Herein is the material on pattern matching: patternmatching1.pdf and patternmatching2.pdf.

Herein is also the material on suffix trees and suffix arrays: SuffixTree.pdf, GeneralizedST.pdf, ApplicationST.pdf, and SuffixArray.pdf.

- This paper shows how to find (exacy and approximated) motifs using a suffix tree: SagotLatin98.pdf.

- This paper shows how to find motifs using the KMR algorithm: kmr.pdf.

- This paper shows how to find motifs using the KMRC algorithm: kmrc.pdf.

**September 10th**. Introduction to the course: description of the program. Comparing strings: Hamming Distance and Edit Distance. Exponential number of possible pairwise sequences alignments. Recalling dynamic programming.

**September 17th**. The dynamic programming approach to global alignment of strings: description of the algorithm, its complexity, and and some examples.

**September 24th**. The local alignemt of two strings: dynamic programming solution, example. The semiglobal alignment of two strings: dynamic programming solution and an example.

**October 1st**. Optimizing pairwise alignments: alignment of similar strings, and alignments in linear space. How to reconstruct the alignment when using linear space. Computing the longest common subsequence of two strings with dynanic programming.

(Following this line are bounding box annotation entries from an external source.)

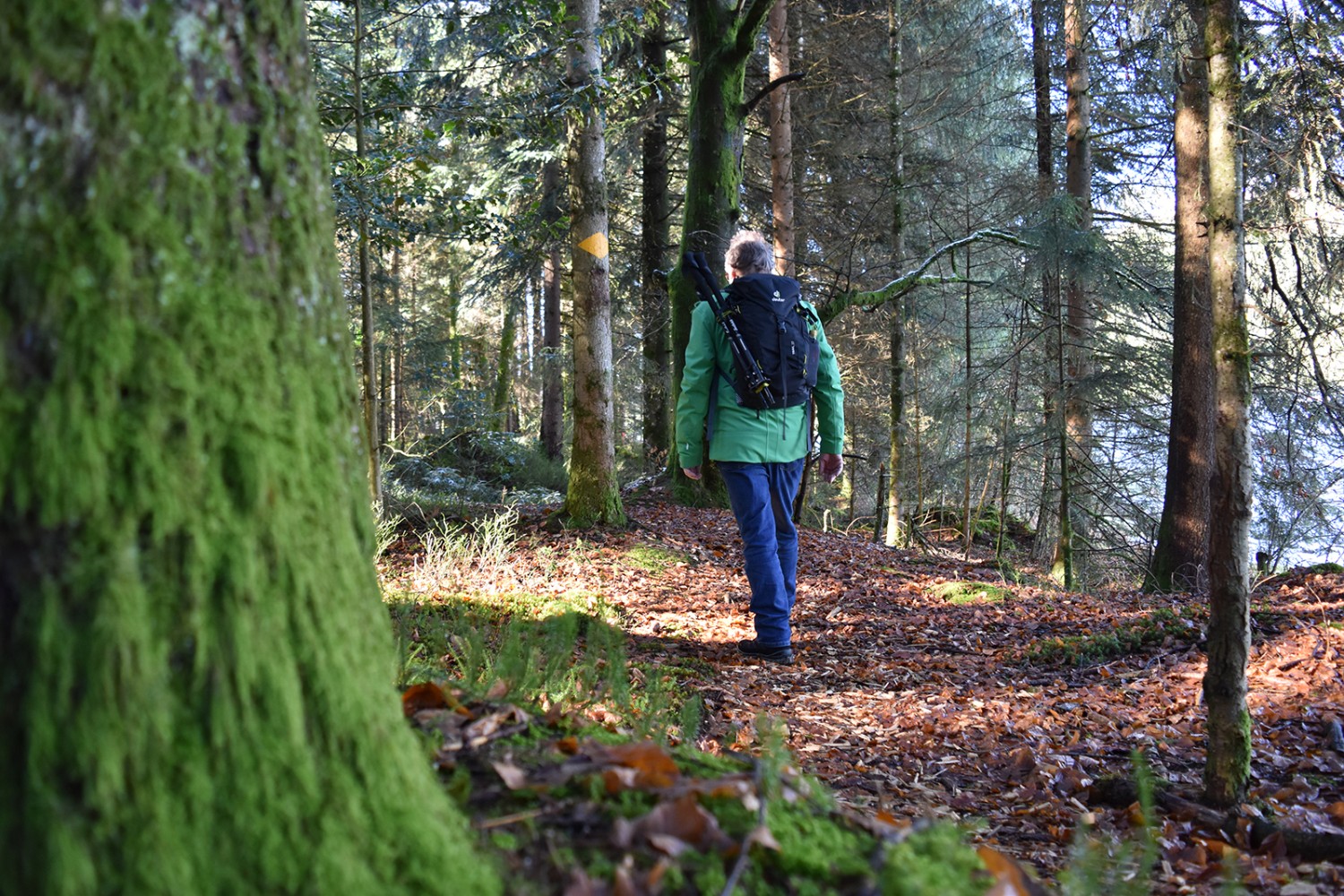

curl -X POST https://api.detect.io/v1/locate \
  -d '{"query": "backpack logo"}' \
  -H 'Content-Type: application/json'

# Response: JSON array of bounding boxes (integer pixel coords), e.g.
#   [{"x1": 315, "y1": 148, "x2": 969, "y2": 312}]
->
[{"x1": 725, "y1": 274, "x2": 822, "y2": 409}]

**October 8th**. Global pairwise alignments with affine gap penalty function: new way to count on an optimal substructure and consequent dynamic programming solution. An example.

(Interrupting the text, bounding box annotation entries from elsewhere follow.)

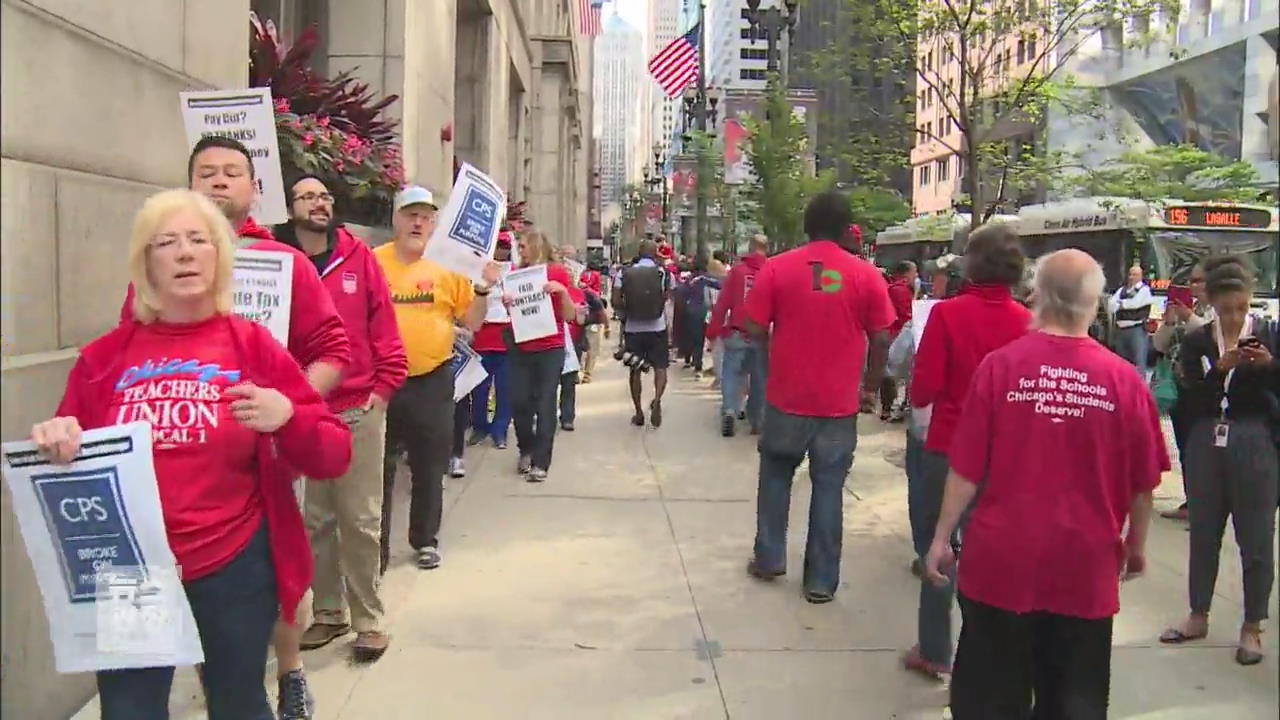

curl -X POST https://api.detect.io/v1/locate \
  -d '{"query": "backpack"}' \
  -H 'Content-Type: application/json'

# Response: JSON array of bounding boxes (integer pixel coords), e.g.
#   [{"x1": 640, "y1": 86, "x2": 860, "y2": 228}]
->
[{"x1": 622, "y1": 265, "x2": 667, "y2": 320}]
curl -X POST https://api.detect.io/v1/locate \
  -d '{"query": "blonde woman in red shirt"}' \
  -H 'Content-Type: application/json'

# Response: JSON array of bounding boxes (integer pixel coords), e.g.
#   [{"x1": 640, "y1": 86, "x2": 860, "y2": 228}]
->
[{"x1": 31, "y1": 190, "x2": 351, "y2": 720}]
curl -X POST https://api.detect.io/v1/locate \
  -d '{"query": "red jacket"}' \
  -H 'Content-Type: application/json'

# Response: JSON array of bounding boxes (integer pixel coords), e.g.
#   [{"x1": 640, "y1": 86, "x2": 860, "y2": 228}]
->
[
  {"x1": 58, "y1": 316, "x2": 351, "y2": 623},
  {"x1": 120, "y1": 218, "x2": 351, "y2": 369},
  {"x1": 910, "y1": 284, "x2": 1032, "y2": 455},
  {"x1": 307, "y1": 227, "x2": 408, "y2": 413},
  {"x1": 707, "y1": 252, "x2": 768, "y2": 338},
  {"x1": 888, "y1": 278, "x2": 915, "y2": 340}
]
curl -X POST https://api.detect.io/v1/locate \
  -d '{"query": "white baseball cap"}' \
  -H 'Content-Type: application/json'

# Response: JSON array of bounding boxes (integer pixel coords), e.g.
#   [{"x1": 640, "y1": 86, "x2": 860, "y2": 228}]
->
[{"x1": 396, "y1": 184, "x2": 439, "y2": 211}]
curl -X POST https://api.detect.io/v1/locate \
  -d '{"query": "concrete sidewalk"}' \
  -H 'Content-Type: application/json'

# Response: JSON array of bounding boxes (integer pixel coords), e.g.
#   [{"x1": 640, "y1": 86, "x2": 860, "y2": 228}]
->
[{"x1": 74, "y1": 363, "x2": 1280, "y2": 720}]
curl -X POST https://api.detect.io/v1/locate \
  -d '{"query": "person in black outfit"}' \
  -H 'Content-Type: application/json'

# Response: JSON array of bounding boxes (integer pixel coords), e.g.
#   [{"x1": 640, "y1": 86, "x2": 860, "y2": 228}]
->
[{"x1": 1160, "y1": 255, "x2": 1280, "y2": 665}]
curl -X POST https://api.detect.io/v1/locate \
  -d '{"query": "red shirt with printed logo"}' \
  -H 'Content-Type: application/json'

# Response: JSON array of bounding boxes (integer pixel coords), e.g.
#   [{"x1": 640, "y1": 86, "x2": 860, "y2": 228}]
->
[
  {"x1": 746, "y1": 240, "x2": 896, "y2": 418},
  {"x1": 108, "y1": 316, "x2": 262, "y2": 580},
  {"x1": 948, "y1": 332, "x2": 1169, "y2": 619}
]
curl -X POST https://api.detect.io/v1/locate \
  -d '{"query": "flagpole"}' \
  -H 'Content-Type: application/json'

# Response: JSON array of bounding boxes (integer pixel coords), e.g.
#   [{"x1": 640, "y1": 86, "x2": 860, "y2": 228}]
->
[{"x1": 695, "y1": 0, "x2": 708, "y2": 256}]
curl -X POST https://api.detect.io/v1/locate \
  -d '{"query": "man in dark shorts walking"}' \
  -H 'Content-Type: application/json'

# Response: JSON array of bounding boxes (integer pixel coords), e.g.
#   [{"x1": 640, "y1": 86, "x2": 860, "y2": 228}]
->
[{"x1": 613, "y1": 240, "x2": 671, "y2": 428}]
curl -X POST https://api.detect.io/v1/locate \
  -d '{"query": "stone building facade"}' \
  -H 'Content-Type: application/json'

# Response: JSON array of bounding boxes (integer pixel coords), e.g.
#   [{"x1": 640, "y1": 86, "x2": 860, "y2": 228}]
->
[{"x1": 0, "y1": 0, "x2": 591, "y2": 720}]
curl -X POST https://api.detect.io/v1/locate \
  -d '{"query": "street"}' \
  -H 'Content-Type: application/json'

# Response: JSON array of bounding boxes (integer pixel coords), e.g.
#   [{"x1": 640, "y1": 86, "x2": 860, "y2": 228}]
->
[{"x1": 81, "y1": 360, "x2": 1280, "y2": 720}]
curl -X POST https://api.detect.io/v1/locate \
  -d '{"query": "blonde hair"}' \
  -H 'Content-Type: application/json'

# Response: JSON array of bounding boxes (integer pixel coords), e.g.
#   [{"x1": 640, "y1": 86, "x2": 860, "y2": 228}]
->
[
  {"x1": 520, "y1": 228, "x2": 557, "y2": 265},
  {"x1": 129, "y1": 190, "x2": 236, "y2": 323}
]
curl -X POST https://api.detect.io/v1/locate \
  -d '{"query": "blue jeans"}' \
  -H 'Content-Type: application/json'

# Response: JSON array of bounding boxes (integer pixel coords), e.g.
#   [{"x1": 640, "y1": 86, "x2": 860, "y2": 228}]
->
[
  {"x1": 721, "y1": 333, "x2": 767, "y2": 428},
  {"x1": 471, "y1": 352, "x2": 511, "y2": 442},
  {"x1": 1116, "y1": 325, "x2": 1151, "y2": 378},
  {"x1": 755, "y1": 405, "x2": 858, "y2": 594},
  {"x1": 906, "y1": 445, "x2": 959, "y2": 667},
  {"x1": 97, "y1": 523, "x2": 280, "y2": 720}
]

**October 22nd**. Some possible approaches to multiple alignments: sum of pairs, progressive alignments possibly using trees, and star alignments. Introduction to the problem of exact pattern matching: definition, brute-force approach, and idea of the Morris Pratt algorithm.

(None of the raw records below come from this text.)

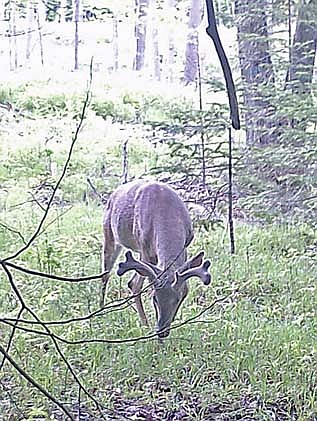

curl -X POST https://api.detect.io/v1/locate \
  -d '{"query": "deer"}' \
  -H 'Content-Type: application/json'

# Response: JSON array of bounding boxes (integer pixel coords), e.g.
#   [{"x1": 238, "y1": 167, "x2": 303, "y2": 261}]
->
[{"x1": 100, "y1": 180, "x2": 211, "y2": 339}]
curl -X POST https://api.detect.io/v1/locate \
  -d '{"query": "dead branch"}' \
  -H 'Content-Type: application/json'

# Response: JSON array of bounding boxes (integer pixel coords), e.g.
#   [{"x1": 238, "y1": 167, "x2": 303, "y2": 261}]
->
[{"x1": 0, "y1": 345, "x2": 75, "y2": 420}]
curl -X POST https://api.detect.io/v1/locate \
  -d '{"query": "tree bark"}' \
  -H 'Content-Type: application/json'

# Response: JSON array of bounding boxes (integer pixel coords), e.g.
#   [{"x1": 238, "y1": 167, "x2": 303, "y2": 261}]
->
[
  {"x1": 134, "y1": 0, "x2": 149, "y2": 70},
  {"x1": 165, "y1": 0, "x2": 176, "y2": 83},
  {"x1": 285, "y1": 0, "x2": 317, "y2": 95},
  {"x1": 74, "y1": 0, "x2": 80, "y2": 70},
  {"x1": 235, "y1": 0, "x2": 277, "y2": 145},
  {"x1": 112, "y1": 16, "x2": 119, "y2": 72},
  {"x1": 184, "y1": 0, "x2": 204, "y2": 85}
]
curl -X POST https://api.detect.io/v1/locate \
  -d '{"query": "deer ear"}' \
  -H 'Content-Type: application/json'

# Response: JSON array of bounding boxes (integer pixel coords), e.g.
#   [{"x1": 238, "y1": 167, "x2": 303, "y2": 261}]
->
[{"x1": 178, "y1": 251, "x2": 205, "y2": 273}]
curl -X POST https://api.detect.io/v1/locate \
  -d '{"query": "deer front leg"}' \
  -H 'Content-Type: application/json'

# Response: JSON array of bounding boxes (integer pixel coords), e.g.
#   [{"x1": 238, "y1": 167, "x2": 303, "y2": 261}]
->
[
  {"x1": 99, "y1": 223, "x2": 121, "y2": 307},
  {"x1": 128, "y1": 273, "x2": 149, "y2": 326}
]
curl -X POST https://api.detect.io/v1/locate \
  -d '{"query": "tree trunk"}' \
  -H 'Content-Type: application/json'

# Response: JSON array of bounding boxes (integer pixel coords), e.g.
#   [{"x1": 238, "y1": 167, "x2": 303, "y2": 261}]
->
[
  {"x1": 150, "y1": 0, "x2": 161, "y2": 80},
  {"x1": 112, "y1": 16, "x2": 119, "y2": 72},
  {"x1": 184, "y1": 0, "x2": 204, "y2": 85},
  {"x1": 285, "y1": 0, "x2": 317, "y2": 95},
  {"x1": 8, "y1": 0, "x2": 18, "y2": 70},
  {"x1": 74, "y1": 0, "x2": 80, "y2": 70},
  {"x1": 36, "y1": 2, "x2": 45, "y2": 66},
  {"x1": 235, "y1": 0, "x2": 277, "y2": 145},
  {"x1": 58, "y1": 0, "x2": 67, "y2": 23},
  {"x1": 166, "y1": 0, "x2": 176, "y2": 83},
  {"x1": 134, "y1": 0, "x2": 149, "y2": 70},
  {"x1": 25, "y1": 0, "x2": 35, "y2": 66}
]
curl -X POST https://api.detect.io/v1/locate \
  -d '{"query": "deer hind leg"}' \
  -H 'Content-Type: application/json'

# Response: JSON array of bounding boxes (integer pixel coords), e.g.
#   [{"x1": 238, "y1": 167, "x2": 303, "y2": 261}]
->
[{"x1": 128, "y1": 273, "x2": 149, "y2": 326}]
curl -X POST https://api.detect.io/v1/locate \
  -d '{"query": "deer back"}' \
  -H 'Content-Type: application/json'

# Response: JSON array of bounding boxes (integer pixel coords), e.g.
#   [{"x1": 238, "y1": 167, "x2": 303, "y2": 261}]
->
[{"x1": 108, "y1": 181, "x2": 193, "y2": 269}]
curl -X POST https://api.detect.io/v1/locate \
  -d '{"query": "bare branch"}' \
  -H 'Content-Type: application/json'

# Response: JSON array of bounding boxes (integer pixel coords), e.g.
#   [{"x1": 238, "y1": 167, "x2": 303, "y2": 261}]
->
[{"x1": 0, "y1": 345, "x2": 75, "y2": 420}]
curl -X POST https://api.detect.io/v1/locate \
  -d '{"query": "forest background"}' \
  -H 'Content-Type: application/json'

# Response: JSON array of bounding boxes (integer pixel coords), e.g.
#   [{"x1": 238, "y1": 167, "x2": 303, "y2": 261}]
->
[{"x1": 0, "y1": 0, "x2": 317, "y2": 421}]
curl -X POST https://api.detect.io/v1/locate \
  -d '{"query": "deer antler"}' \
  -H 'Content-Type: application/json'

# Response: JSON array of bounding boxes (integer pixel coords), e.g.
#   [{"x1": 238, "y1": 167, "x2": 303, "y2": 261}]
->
[
  {"x1": 117, "y1": 251, "x2": 156, "y2": 281},
  {"x1": 176, "y1": 260, "x2": 211, "y2": 285}
]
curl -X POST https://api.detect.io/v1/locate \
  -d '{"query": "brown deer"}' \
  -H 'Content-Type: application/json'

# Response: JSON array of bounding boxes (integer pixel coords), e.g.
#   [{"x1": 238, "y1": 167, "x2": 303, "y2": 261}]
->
[{"x1": 100, "y1": 180, "x2": 211, "y2": 338}]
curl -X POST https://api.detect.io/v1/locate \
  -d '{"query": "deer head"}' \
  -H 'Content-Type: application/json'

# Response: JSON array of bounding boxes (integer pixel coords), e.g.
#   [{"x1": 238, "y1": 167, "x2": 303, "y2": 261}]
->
[
  {"x1": 100, "y1": 180, "x2": 210, "y2": 338},
  {"x1": 117, "y1": 251, "x2": 211, "y2": 338}
]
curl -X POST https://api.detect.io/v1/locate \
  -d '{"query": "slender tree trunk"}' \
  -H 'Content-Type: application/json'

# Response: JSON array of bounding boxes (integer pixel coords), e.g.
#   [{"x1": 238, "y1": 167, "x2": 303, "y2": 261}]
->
[
  {"x1": 165, "y1": 0, "x2": 176, "y2": 83},
  {"x1": 134, "y1": 0, "x2": 149, "y2": 70},
  {"x1": 286, "y1": 0, "x2": 317, "y2": 95},
  {"x1": 36, "y1": 2, "x2": 45, "y2": 66},
  {"x1": 74, "y1": 0, "x2": 80, "y2": 70},
  {"x1": 112, "y1": 16, "x2": 119, "y2": 72},
  {"x1": 59, "y1": 0, "x2": 67, "y2": 23},
  {"x1": 184, "y1": 0, "x2": 204, "y2": 85},
  {"x1": 9, "y1": 0, "x2": 18, "y2": 70},
  {"x1": 235, "y1": 0, "x2": 277, "y2": 145},
  {"x1": 25, "y1": 0, "x2": 35, "y2": 66},
  {"x1": 150, "y1": 0, "x2": 161, "y2": 80}
]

**October 29th**. The algorithm of Morris and Pratt: the idea, the algorithm, an example, correctness proof, complexity analysis.

**November 5th**. The algorithm of Knuth, Morris, and Pratt: the idea, an example. Comparison with Morris-Pratt. The algorithm of Boyer and Moore. The algorithm of Karp and Rabin. Some words on the Aho-Corasick automata.

**November 12th**. Pattern matching with preprocessing of the text: indexing. The suffix tree: definition, properties, and examples. Generalized suffix tree.

**November 19th** The suffix array: definition and example. Properties and use for exact pattern matching. Some words on approximate pattern matching techniques. Motifs extraction: the problem, a basic solution with suffix tree.

**November 26th** The KMR algorithm (naming technique) to find exact motifs: algorithm, complexity, an example. Finding approximated motifs on the suffix trees: approach description.

**December 3rd** Finding approximated motifs on the suffix tree: an example, and complexity analysis. Finding approximate motifs using a degenerate alphabet: the KMRC algorithm.